Last year, hackers made off with $951 million from the Bank of Bangladesh. The record-breaking cyber-heist was no anomaly. It was just one in a series of sophisticated cyber-attacks targeting the financial sector. In 2014, criminals stole account information from 83 million JP Morgan customers. And again last year, a single Russian bank suffered 69 separate DDoS attacks. Cyber-attacks against the financial sector are relentless.
And finance isn’t just hit more often than other industries. It’s hit harder. For banks, the average cost per record stolen is $221, well over the average of $158. Driven by the prospect of a huge payday, hackers reserve some of their most sophisticated attacks for banks and other high-profile financial organizations.
To detect advanced attacks like these, we use unsupervised machine learning to identify deviations from normal network activity. Crucially, this approach lets companies detect threats from the inside. At Darktrace, some of the biggest vulnerabilities we’ve found started with a careless employee.

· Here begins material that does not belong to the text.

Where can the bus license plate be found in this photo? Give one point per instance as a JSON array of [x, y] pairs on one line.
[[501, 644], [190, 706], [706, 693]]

Nowhere is this activity more troubling than in the financial services sector.
For example, at a top US investment firm, we detected strange communications between a company desktop and a Chinese cloud service. These communications were deemed highly anomalous and a major deviation from that user’s normal behavior. The employee in question was using the cloud service for legitimate work reasons, but this service came with a host of hidden risks — namely, it was secretly transmitting login details to an unknown third party. The leaked information could have led to a debilitating attack.
These attacks are alarming, but in the future, attackers won’t just try to steal data; they’ll try to change it. Since financial services rely on public confidence, they’ll be disproportionately affected by data manipulation. For instance, by subtly tweaking bank account information, an attacker could destroy the very integrity of the bank’s data. The bank would lose all credibility if the attack went public. Similarly, an attack could alter the mathematical models that inform boardroom decisions at a Wall Street company, thus forcing them to make bad investments.